NAME

DBICx::DataDictionary - Define a data dictionary to use with your DBIx::Class Schema

VERSION

version 0.002

SYNOPSIS

## declare your data dictionary class
package My::DataDictionary;

use strict;
use warnings;
use DBICx::DataDictionary;

add_type PK => {
  data_type         => 'integer',
  is_nullable       => 0,
  is_auto_increment => 1,
};

add_type NAME => {
  data_type   => 'varchar',
  is_nullable => 0,
  size        => 100,
};

# SHORT_NAME is based on NAME
add_type SHORT_NAME => NAME(size => 40);

1;


## Use it on your own Sources
package My::Schema::Result::Table;

use strict;
use warnings;
use base 'DBIx::Class';

use My::Schema::DataDictionary qw( PK NAME );

__PACKAGE__->load_components(qw(Core));
__PACKAGE__->table('table');

__PACKAGE__->add_columns(
  table_id => PK,
  name     => NAME(is_nullable => 1),
);

__PACKAGE__->set_primary_key('table_id');

1;

DESCRIPTION

As your DBIx::Class-based application starts to grown, you start to use the same definitions for some columns.

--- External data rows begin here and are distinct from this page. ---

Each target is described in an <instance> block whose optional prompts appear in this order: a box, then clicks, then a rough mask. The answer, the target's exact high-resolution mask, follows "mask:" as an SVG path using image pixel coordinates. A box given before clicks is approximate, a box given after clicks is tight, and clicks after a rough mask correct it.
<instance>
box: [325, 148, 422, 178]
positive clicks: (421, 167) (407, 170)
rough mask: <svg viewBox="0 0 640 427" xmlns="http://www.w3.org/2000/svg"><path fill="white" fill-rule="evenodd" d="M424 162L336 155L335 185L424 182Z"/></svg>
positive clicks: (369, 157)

All your primary keys are probably alike, and some fields, like names, addresses and other elements are also similar.

The DBICx::DataDictionary module allows you to create your own libraries of column types, and reuse them in your sources.

First you create a class for you class library and use the DBICx::DataDictionary module. This will update your class @ISA to subclass the Exporter:

package My::DataDictionary;

use DBICx::DataDictionary;

Then you declare your types using the add_type() function (imported by default) like this:

add_type PK => {
  data_type         => 'integer',
  is_nullable       => 0,
  is_auto_increment => 1,
};

Each type declared is available as an optional exported symbol from your class library.

You can even create another type extending a previous one like this:

add_type SHORT_NAME => NAME(size => 40);

This creates the SHORT_NAME type, using NAME as a base and changing the size to 40.

To use these types in your sources, do:

use My::DataDictionary qw( PK );

Alternatively you can import all your types with:

use My::DataDictionary qw( :all );

To use your types in a column definition:

__PACKAGE__->add_columns(
  id => PK,
);

In this case the id column will use the PK type definition.

You can override the type definition passing as arguments the override values:

__PACKAGE__->add_columns(
  id => PK(data_type => 'bigint'),
);

FUNCTIONS

add_type()

add_type($type_name, \%column_definition);
add_type NAME => { data_type => 'varchar', size => 150 };

Defines a new type named $type_name. The default column specification is \%column_definition.

Each type is defined as a exportable function inside you data dictionary class. This function accepts a %hash with column definition options that will override the \%column_definition.

Returns nothing.

SEE ALSO

Inspired by MooseX::Types

AUTHOR

Pedro Melo, <melo@simplicidade.org>

API design by Matt S Trout

COPYRIGHT & LICENSE

Copyright 2010 Pedro Melo

This library is free software; you can redistribute it and/or modify it under the same terms as Perl itself.